Ein paar Missionen hatte ich schon erledigt und dementsprechend wurde ich schon mit den McFarlanes, dem Örtchen Armadillo und dem Treiben in der Prärie des Jahres 1912 vertraut gemacht. Es ist der typische Einstieg in solch ein weitläufiges Abenteuer: überall tun sich Möglichkeiten auf, jedes Detail erhascht meine Aufmerksamkeit und allerlei Schabernack wird betrieben, wie z.B. das Schießen von Karnickeln und Wildvögeln. Das alles hat sehr gefallen, dann kamen gut 3 Monate Spielpause. Wenige Tastendrücke später bin ich nun bereit, weitere Missionen zu wagen und die Geschichte hinter John Marston voranzutreiben.
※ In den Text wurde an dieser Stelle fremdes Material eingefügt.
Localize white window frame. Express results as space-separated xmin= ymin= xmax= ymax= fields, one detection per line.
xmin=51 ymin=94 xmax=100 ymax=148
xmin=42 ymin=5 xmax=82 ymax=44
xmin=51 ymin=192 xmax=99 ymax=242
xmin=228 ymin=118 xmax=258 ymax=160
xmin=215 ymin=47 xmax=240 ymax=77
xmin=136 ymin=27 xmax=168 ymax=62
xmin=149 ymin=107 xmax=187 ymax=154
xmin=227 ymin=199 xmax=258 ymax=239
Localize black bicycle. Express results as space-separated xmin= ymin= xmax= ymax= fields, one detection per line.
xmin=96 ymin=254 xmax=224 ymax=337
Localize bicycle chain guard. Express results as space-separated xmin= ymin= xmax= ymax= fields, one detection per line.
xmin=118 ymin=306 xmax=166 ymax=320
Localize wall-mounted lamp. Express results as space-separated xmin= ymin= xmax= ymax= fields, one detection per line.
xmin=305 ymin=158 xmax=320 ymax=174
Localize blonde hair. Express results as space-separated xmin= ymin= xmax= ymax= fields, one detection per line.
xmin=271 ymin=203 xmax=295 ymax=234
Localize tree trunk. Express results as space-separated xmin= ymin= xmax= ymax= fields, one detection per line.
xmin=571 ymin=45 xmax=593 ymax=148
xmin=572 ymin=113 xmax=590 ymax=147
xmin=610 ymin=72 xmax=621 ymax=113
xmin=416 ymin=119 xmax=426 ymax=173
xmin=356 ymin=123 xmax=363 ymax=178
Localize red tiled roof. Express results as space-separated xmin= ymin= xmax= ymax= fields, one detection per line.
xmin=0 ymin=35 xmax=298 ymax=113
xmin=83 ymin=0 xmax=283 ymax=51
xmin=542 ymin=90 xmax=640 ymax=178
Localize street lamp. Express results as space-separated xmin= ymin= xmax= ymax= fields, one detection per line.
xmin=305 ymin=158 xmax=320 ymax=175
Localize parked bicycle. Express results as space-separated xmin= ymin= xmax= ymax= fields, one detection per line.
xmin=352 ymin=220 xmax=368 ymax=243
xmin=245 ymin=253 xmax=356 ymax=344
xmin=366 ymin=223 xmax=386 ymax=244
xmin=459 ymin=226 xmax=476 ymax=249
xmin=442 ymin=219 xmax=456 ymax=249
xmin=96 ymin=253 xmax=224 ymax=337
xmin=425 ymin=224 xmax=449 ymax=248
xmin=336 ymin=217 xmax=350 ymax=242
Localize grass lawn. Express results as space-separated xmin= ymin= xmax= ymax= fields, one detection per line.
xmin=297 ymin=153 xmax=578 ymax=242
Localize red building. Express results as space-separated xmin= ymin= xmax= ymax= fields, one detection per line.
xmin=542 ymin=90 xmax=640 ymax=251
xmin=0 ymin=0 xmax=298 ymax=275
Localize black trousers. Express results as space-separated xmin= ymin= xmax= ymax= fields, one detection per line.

Doch "Red Dead 2" wäre kein Open-World-Game, kein "GTA im Wilden Westen", wenn nicht immer etwas dazwischen kommen würde. Was in Liberty City raufende Passanten und besenkte Autofahrer sind, sind in der Landschaft von "Red Dead" die vielen Kleinigkeiten.
Ich entdecke ein neues Symbol auf der Karte und meine Neugier zwingt mich dazu, den Entdecker raushängen zu lassen. Hinter der kleinen Hütte, die meine erste Unterkunft auf der Ranch darstellt, kann ich Hufeisen werfen. Ich will eigentlich nur mal kurz "gucken" (wie das ja immer der Fall ist) und verdrücke mich so doof, dass ich plötzlich um einen Dollar spiele. Kein Ding? Ich stehe am Anfang, habe nur 16 Mücken in der Tasche und bin gewillt, mich nicht abziehen zu lassen. Gut 20 Minuten dauert die Partie, die mit einem gewaltigen Vorsprung für den Kontrahenten beginnt. Das Hufeisen wendet sich, als ich die Steuerung verinnerlicht hab, doch am Ende stehe ich als Verlierer da, der das Eisen nicht einmal ins Sandbett buxieren konnte. Schlecht für mich und trotzdem kommt in diesem Minispiel mehr Spannung auf, als in ganzen Levels der Konkurrenz. Mal wedelt etwas Sand vorbei, dann ertönt seichte musikalische Untermalung - während im Hintergrund ein Sonnenaufgang die Nacht zum Tag macht.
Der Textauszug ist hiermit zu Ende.